Crême legere. Faites bouillir pendant un bon demi-quart d’heure une chopine de lait avec un demi-quarteron de sucre. Jettez-y deux blancs d’œufs fouettés ; remuez ; laissez faire encore quelques bouillons en fouettant encore. Laissez refroidir & dressez ; arrosez d’eau de fleurs d’orange ; saupoudrez de sucre fin pour servir.

Crême marbrée. Faites cuire telle crême que vous jugerez à propos. Étant dressée chaude, versez-y dans le milieu un peu de jus de framboises. Remuez bien avec une fourchette, de sorte que cette teinture se mêle à la crême, & la rendre marbrée.

Crême panachée. Sur trois demi-septiers de crême mettez un quart de lait, avec cannelle, coriandre, zestes de citron & sucre. Faites bouillir le tout une demi-heure. Passez ; ajoûtez-y six jaunes d’œufs délayés avec de la crême. Repassez ; mêlez ensemble des biscuits de chocolat & amandes amères, avec de la fleur d’orange pralinée, le tout réduit en poudre, mettez dans votre crême que vous ferez cuire au bain-marie ; & servez froide.

Crême pâtissiere. Délayez une demi-livre de farine avec douze œufs frais. Quand cela est fait, ajoûtez-y encore douze œufs battus. Faites bouillir deux pintes de lait ; jettez-y votre pâte & remuez toujours. Jettez-y environ une demi-livre de beurre, un peu de sel & de poivre blanc ; ne laissez pas attacher votre crême ; étant cuite, laissez refroidir. Quand vous l’employerez en tourte, que ce soit avec des abaisses de feuilletage ; ajoûtez-y du sucre & de l’écorce de citron confite, hachée menu, un peu d’eau de fleurs d’orange, quelques jaunes d’œufs : travaillez le tout avec la gâche. Pour les jours gras, mettez-y de la moëlle de bœuf fondue, & du beurre fondu pour les jours maigres.

Crême sans feu. Remplissez un compôtier de lait frais & non écrêmé ; ajoûtez-y un quarteron de sucre en poudre, la grosseur d’une tête d’épingle de bonne présure ; mettez en lieu frais ; & pour servir, saupoudrez de sucre fin, & versez quelques gouttes d’eau de fleurs d’orange.

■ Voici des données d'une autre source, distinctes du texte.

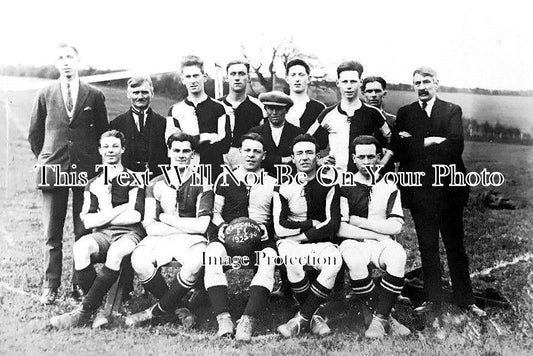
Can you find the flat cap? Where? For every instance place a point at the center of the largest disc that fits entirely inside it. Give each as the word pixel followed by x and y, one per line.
pixel 425 71
pixel 276 98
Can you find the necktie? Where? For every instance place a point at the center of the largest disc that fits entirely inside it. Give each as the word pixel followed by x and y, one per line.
pixel 141 121
pixel 424 106
pixel 140 117
pixel 69 103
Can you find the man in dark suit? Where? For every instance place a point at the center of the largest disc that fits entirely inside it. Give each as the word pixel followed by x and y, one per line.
pixel 67 120
pixel 428 132
pixel 277 132
pixel 143 128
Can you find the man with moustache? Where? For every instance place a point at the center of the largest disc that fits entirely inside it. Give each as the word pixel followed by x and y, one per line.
pixel 143 128
pixel 66 122
pixel 430 131
pixel 200 116
pixel 245 111
pixel 277 132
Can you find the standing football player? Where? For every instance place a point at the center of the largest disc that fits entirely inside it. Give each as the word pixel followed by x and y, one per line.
pixel 350 118
pixel 112 207
pixel 372 212
pixel 200 116
pixel 244 111
pixel 234 200
pixel 305 110
pixel 177 214
pixel 306 219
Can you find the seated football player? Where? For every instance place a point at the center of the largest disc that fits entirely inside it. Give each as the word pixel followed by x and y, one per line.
pixel 112 207
pixel 371 214
pixel 306 219
pixel 177 213
pixel 234 200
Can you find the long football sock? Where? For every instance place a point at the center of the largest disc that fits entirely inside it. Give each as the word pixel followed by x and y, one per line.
pixel 100 287
pixel 318 294
pixel 218 295
pixel 172 297
pixel 301 289
pixel 257 301
pixel 86 278
pixel 365 289
pixel 391 288
pixel 156 285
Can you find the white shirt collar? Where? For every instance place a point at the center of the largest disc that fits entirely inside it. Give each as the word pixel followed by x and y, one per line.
pixel 429 106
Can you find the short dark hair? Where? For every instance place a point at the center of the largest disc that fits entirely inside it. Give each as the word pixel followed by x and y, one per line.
pixel 66 45
pixel 135 82
pixel 298 62
pixel 192 61
pixel 254 137
pixel 114 133
pixel 304 138
pixel 182 137
pixel 372 79
pixel 239 61
pixel 367 140
pixel 349 66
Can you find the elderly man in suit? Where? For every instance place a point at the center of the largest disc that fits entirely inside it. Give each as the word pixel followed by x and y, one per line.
pixel 143 128
pixel 67 120
pixel 429 132
pixel 277 132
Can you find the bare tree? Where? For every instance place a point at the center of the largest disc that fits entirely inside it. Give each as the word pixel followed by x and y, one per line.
pixel 280 53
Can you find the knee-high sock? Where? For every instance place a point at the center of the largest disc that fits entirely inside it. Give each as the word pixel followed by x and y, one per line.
pixel 156 285
pixel 301 289
pixel 365 290
pixel 257 301
pixel 86 277
pixel 172 297
pixel 218 295
pixel 318 294
pixel 391 287
pixel 100 287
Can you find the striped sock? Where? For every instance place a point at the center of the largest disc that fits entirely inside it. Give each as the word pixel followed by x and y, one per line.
pixel 391 288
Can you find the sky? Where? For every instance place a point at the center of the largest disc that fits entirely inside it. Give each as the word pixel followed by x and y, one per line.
pixel 486 44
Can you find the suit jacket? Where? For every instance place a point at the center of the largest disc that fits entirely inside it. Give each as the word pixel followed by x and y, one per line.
pixel 445 121
pixel 71 144
pixel 274 152
pixel 157 149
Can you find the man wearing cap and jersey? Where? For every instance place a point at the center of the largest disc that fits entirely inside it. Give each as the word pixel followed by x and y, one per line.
pixel 244 111
pixel 277 132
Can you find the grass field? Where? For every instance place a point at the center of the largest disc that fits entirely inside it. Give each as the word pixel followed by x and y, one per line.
pixel 492 236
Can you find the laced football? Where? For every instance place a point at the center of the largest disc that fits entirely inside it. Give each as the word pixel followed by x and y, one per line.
pixel 242 237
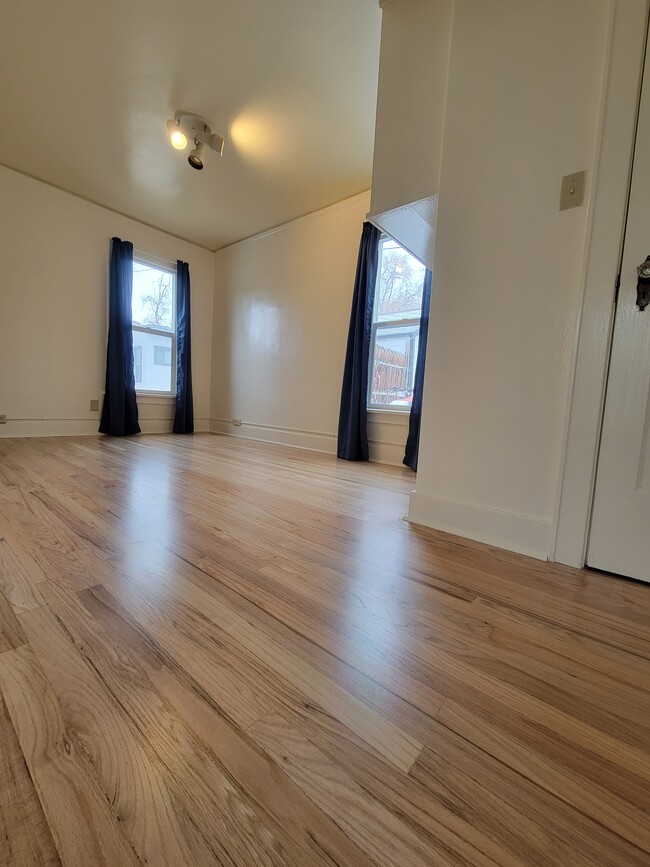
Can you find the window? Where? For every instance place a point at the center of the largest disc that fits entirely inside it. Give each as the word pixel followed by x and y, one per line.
pixel 137 362
pixel 162 355
pixel 154 327
pixel 395 328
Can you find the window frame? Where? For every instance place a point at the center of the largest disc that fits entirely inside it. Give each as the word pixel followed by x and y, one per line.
pixel 137 364
pixel 387 324
pixel 142 259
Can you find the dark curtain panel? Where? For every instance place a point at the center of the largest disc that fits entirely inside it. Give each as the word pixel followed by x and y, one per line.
pixel 120 410
pixel 353 435
pixel 184 417
pixel 413 440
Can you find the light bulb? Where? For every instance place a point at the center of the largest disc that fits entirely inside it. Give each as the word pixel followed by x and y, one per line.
pixel 178 140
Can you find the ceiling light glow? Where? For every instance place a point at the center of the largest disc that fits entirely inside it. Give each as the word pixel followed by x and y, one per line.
pixel 184 127
pixel 178 140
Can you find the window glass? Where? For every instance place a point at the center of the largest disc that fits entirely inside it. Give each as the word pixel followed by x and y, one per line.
pixel 137 361
pixel 400 278
pixel 154 318
pixel 153 297
pixel 396 328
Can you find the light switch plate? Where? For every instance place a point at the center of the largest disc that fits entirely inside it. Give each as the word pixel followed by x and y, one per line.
pixel 572 194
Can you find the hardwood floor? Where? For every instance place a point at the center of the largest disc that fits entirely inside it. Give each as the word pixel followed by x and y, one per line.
pixel 220 652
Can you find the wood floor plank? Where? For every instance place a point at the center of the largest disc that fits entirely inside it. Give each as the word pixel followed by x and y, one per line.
pixel 226 816
pixel 367 822
pixel 11 633
pixel 244 653
pixel 82 822
pixel 25 838
pixel 141 791
pixel 387 738
pixel 538 760
pixel 17 578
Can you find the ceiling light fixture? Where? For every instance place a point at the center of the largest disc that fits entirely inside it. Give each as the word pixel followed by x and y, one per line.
pixel 184 127
pixel 195 159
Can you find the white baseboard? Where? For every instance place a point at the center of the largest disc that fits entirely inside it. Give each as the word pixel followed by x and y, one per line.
pixel 520 533
pixel 381 451
pixel 69 427
pixel 301 439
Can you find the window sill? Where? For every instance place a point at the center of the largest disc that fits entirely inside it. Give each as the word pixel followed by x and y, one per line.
pixel 390 416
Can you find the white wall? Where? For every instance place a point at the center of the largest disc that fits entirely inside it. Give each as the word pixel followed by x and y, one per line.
pixel 415 37
pixel 523 106
pixel 53 310
pixel 281 315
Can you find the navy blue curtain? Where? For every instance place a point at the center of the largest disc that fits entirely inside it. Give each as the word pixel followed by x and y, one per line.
pixel 184 417
pixel 353 434
pixel 413 439
pixel 120 410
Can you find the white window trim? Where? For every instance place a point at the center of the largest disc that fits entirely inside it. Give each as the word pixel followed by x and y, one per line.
pixel 388 323
pixel 153 262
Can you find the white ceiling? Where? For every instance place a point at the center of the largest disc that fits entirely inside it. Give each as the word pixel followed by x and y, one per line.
pixel 86 87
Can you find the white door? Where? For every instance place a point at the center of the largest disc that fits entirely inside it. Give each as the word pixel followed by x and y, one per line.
pixel 619 540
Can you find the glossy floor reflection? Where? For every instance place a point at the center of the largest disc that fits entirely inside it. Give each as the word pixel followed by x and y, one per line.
pixel 220 652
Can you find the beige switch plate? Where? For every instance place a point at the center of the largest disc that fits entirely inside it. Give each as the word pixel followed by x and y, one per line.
pixel 572 194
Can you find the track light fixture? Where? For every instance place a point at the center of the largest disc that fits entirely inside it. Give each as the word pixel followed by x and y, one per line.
pixel 184 127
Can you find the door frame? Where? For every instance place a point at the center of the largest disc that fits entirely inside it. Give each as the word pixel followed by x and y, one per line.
pixel 628 37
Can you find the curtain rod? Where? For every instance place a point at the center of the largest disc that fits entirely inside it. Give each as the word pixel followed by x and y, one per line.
pixel 150 256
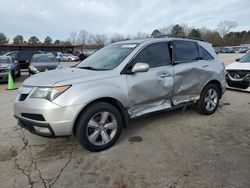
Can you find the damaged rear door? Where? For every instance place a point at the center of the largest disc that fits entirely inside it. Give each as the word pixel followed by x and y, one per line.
pixel 191 72
pixel 152 90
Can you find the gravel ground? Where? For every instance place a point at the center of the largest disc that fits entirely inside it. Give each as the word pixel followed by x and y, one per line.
pixel 169 149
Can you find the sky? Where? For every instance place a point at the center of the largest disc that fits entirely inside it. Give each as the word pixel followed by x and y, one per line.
pixel 59 18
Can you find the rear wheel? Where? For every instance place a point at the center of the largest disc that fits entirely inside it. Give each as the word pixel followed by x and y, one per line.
pixel 209 100
pixel 99 127
pixel 13 75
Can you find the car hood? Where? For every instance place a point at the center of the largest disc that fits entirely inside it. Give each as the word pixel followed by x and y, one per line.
pixel 238 66
pixel 4 65
pixel 65 77
pixel 45 64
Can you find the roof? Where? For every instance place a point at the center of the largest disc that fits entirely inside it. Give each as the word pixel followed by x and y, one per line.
pixel 159 39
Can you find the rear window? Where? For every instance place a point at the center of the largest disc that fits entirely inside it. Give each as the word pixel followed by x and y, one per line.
pixel 185 51
pixel 43 58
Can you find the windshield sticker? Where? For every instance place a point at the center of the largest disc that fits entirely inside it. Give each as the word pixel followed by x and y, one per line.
pixel 128 46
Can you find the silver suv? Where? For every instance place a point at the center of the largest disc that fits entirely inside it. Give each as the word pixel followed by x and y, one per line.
pixel 95 99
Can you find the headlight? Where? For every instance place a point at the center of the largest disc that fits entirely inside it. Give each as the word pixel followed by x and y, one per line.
pixel 49 93
pixel 33 69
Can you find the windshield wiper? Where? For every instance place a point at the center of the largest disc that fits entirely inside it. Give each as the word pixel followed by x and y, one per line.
pixel 92 68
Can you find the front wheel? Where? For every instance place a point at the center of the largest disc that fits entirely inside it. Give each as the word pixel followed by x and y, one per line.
pixel 99 126
pixel 209 100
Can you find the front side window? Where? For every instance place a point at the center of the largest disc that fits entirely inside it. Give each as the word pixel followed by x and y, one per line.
pixel 5 61
pixel 205 55
pixel 107 58
pixel 43 58
pixel 245 58
pixel 185 51
pixel 155 55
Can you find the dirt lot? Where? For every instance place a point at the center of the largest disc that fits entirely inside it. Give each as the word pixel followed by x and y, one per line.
pixel 169 149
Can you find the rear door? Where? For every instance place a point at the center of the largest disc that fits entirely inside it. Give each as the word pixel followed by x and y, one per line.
pixel 151 91
pixel 191 72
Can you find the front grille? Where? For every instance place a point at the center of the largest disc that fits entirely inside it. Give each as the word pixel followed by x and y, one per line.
pixel 37 117
pixel 4 70
pixel 238 74
pixel 23 97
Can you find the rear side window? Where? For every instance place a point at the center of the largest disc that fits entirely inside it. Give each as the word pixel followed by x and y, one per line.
pixel 205 55
pixel 155 55
pixel 185 51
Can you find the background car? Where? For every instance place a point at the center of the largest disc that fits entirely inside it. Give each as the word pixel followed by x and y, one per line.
pixel 43 62
pixel 238 73
pixel 66 57
pixel 8 65
pixel 13 55
pixel 24 57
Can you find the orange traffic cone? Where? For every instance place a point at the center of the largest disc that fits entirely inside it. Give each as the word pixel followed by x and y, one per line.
pixel 11 84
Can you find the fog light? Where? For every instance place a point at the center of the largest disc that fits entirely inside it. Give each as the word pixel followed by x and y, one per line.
pixel 42 130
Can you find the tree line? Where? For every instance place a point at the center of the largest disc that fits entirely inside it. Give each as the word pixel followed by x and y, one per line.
pixel 221 36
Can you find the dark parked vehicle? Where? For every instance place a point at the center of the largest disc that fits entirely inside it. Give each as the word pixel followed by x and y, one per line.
pixel 13 55
pixel 238 73
pixel 43 62
pixel 24 57
pixel 8 65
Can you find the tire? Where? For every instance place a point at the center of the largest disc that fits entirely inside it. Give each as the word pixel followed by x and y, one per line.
pixel 209 100
pixel 19 73
pixel 13 75
pixel 99 123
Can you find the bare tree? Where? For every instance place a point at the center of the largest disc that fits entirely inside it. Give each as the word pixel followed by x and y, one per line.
pixel 186 29
pixel 73 37
pixel 225 26
pixel 167 30
pixel 141 35
pixel 100 40
pixel 83 37
pixel 117 37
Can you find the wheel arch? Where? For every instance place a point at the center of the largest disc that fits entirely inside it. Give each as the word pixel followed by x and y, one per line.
pixel 112 101
pixel 218 84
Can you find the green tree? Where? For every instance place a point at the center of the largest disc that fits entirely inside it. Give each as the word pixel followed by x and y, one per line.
pixel 177 30
pixel 195 33
pixel 18 39
pixel 48 40
pixel 213 37
pixel 156 33
pixel 3 39
pixel 57 42
pixel 33 40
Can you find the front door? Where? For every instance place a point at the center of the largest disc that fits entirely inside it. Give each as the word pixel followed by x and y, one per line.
pixel 152 90
pixel 191 71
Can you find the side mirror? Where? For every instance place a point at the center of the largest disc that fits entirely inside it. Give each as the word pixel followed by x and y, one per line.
pixel 140 67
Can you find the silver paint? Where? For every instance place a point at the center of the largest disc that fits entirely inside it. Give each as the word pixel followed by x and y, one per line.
pixel 140 93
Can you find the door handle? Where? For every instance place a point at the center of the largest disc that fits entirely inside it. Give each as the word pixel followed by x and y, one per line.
pixel 165 75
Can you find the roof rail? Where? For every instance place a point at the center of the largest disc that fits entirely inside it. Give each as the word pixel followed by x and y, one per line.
pixel 183 37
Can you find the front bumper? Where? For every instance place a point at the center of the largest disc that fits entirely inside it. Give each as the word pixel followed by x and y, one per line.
pixel 238 83
pixel 38 128
pixel 58 120
pixel 4 76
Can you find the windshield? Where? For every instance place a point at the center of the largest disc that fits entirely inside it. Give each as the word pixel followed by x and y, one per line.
pixel 108 57
pixel 245 58
pixel 4 61
pixel 43 58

Crême tremblante. Faites réduire de la crême à moitié, avec de l’eau de fleurs d’orange ; mettez des blancs d’œufs fouettés. Faites chauffer sans bouillir, en remuant toujours : retirez quand elle s’épaissira, & la dressez dans un compôtier.

Crême veloutée. Faites bouillir moitié crême & lait, de chaque chopine, avec demi-livre de sucre ; lorsqu’elle montera, mettez-y un quarteron d’amandes douces, & une demi-douzaines d’amère pelées & pilées ; ôtez du feu, délayez-y vos amandes ; ajoutez-y quelques zestes de citron : passez à l’étamine. Laissez tiédir, & y mettez un peu de présure ; mettez cette crême sur la cendre chaude ; couvrez, & mettez sur le couvercle un peu de feu ; étant bien prise, faites-la refroidir pour la servir.

Crême vierge. Fouettez quelques blancs d’œufs, & les mettez dans une casserole avec du sucre, du lait & de l’eau de fleurs d’orange. Versez le tout dans un plat ; faites cuire avec un peu de sel & de cannelle : dorez avec la pelle rouge. Pour le surplus des crêmes, comme d’amandes, cannelle, chocolat, citrons, fraises, framboises, pistaches, &c. voyez les articles respectifs, où les procédés sont détaillés.

Observation médecinale.

La crême est une substance fort adoucissante, & très-nourrissante, balsamique, & un aliment sain pour les personnes dont l’estomac est bon, & qui font de l’exercice ; mais par sa nature grasse, elle devient, pour les personnes délicates, les estomacs foibles, un aliment difficile à digérer, pesant, qui énerve les sucs de l’estomac, & contracte de l’âcreté par son séjour : cependant ce n’est que la grande quantité qu’il faut éviter ; il y a peu de gens auxquels, ce qu’on en met dans les assaisonnemens, puisse nuire.